Transforming this data into a woolly mammoth will be far trickier, though the existence of close living relatives, the African and Asian elephants, helps. The Penn State team used the African elephant genome as a guide to reassemble the pieces of mammoth DNA they’d recovered from hair samples. Since this ancient DNA is far too fragmented to use to create an organism, one way to make living mammoth genetic material might be to modify elephant chromosomes at each of the estimated 400,000 sites where they differ from the mammoth’s, effectively rewriting an elephant’s cells into a mammoth’s. If researchers can figure out how mammoth DNA was organized into chromosomes, another strategy would be to synthesize the entire genome from scratch, although so far the largest genome to be synthesized was only a thousandth the size of the mammoth’s.

Once scientists have functional mammoth chromosomes in hand, they could wrap them in a membrane to create an artificial cell nucleus. Then they could follow the approach pioneered in creating Dolly, the sheep cloned in 1996 by scientists at the Roslin Institute in Scotland: Remove the nucleus of an elephant’s egg and replace it with the rebuilt mammoth nucleus, electrically stimulate the egg to trigger initial cell division into an embryo, and eventually transfer the embryo into an elephant’s womb for gestation. Each of these steps has significant question marks of its own. No one knows, for example, just how to build a mammoth nucleus. Harvesting an elephant egg is difficult, and bringing a mammoth fetus to term in an elephant uterus is fraught with uncertainties.

Some scientists are tackling a less daunting challenge: cloning endangered or recently extinct animals. The San Diego Zoo and the Audubon Center for Research of Endangered Species in New Orleans both maintain “frozen zoos,” where the DNA of a growing number of endangered species is stored in tanks of liquid nitrogen at minus 320° Fahrenheit. In 2003 scientists at Advanced Cell Technology used cells stored at the San Diego facility to successfully clone across the species barrier. They created two bantengs, an endangered Southeast Asian ox, by inserting banteng DNA into domestic cow eggs and placing the resulting embryos in cow foster-mothers. There is talk of using similar methods to clone endangered giant pandas, African bongo antelopes, and Sumatran tigers. Ultimately scientists hope to re-create extinct species like the Pyrenean ibex and the thylacine, or Tasmanian tiger.

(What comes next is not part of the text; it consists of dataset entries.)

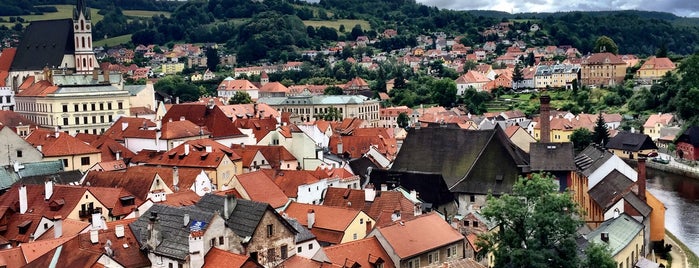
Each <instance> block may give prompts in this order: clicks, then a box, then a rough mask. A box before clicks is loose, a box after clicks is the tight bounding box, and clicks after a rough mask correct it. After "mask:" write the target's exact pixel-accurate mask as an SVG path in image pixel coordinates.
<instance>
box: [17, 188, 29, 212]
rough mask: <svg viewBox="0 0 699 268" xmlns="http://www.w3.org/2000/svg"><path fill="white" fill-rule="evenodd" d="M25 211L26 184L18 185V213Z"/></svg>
mask: <svg viewBox="0 0 699 268" xmlns="http://www.w3.org/2000/svg"><path fill="white" fill-rule="evenodd" d="M26 212H27V186H26V185H22V186H20V187H19V214H24V213H26Z"/></svg>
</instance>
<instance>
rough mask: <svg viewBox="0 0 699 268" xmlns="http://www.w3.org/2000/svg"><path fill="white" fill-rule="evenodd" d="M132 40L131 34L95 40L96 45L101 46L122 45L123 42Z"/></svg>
mask: <svg viewBox="0 0 699 268" xmlns="http://www.w3.org/2000/svg"><path fill="white" fill-rule="evenodd" d="M129 42H131V35H130V34H127V35H120V36H116V37H112V38H107V39H102V40H99V41H95V44H94V46H96V47H100V46H110V47H111V46H116V45H121V44H127V43H129Z"/></svg>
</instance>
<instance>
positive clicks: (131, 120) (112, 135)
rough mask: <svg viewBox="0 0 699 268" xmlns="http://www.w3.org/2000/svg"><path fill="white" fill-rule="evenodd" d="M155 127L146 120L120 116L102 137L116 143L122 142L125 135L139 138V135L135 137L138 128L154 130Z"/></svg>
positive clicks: (154, 136)
mask: <svg viewBox="0 0 699 268" xmlns="http://www.w3.org/2000/svg"><path fill="white" fill-rule="evenodd" d="M156 126H157V125H156V124H155V123H154V122H153V121H150V120H149V119H147V118H138V117H125V116H122V117H119V119H117V121H116V122H114V124H112V126H111V127H109V129H107V131H106V132H104V134H102V135H103V136H108V137H110V138H112V139H114V140H116V141H124V134H125V133H130V134H127V135H132V136H134V137H139V136H140V135H137V133H138V130H139V129H140V128H144V127H145V128H155V127H156ZM153 137H155V136H153Z"/></svg>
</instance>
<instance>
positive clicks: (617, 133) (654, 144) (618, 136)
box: [605, 132, 658, 152]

Today the thorniest questions about cloning extinct species may be less technical than ethical. “Mammoths, like elephants, were intelligent, highly social animals,” says Adrian Lister, paleontologist and mammoth expert at the Natural History Museum in London. “Cloning would give you a single animal, which would live all alone in a park, a zoo, or a lab—not in its native habitat, which no longer exists. You’re basically creating a curio.” Tom Gilbert, an expert in ancient DNA at Copenhagen University who with Schuster and Webb pioneered the harvesting of mammoth DNA from hair, admits that as a student of mammoths, he’d be the first to go see one trundle across a paddock. But he questions both the utility and the wisdom of cloning extinct species. “If you can do a mammoth, you can do anything else that’s dead, including your grandmother. But in a world in global warming and with limited resources for research, do you really want to bring back your dead grandmother?”